Produce random sentences with the following bash script.

while true; do
random=$(openssl rand -base64 12)
echo "Random String: $random"
echo "$random" | fluvio produce sentences
sleep 1
done

Consume topic sink topic for the sentence-start-col in another topic.

$ fluvio consume sentence-start-col -Bd

The output of the string is random, but should look something like this.

Sentences with e occured 1 times,...

The output is a single entry in the sink topic.
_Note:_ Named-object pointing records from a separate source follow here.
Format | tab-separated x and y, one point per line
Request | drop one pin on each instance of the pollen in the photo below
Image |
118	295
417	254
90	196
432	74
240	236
Splitting the collected data

The above example collects all the data into one object. This could be sufficient for formats like JSON where information is together in one object. However, breaking up the aggregated data into a topic is also possible with a simple flat-map as seen with the example service split-service.

transforms:
- operator: flat-map
run: |
fn split(input: String) -> Result<Vec<String>> {
let result: Vec<String> = input.split(',')
.map(|s| s.to_string())
.collect();
Ok(result)
}

Consuming the topic sentence-start will result in the individual entries neatly singled out in said topic.

Cleanup

Exit sdf terminal and clean-up. The --force flag removes the topics:

$ sdf clean --force

Conclusion

We just how to implement tumbling windows.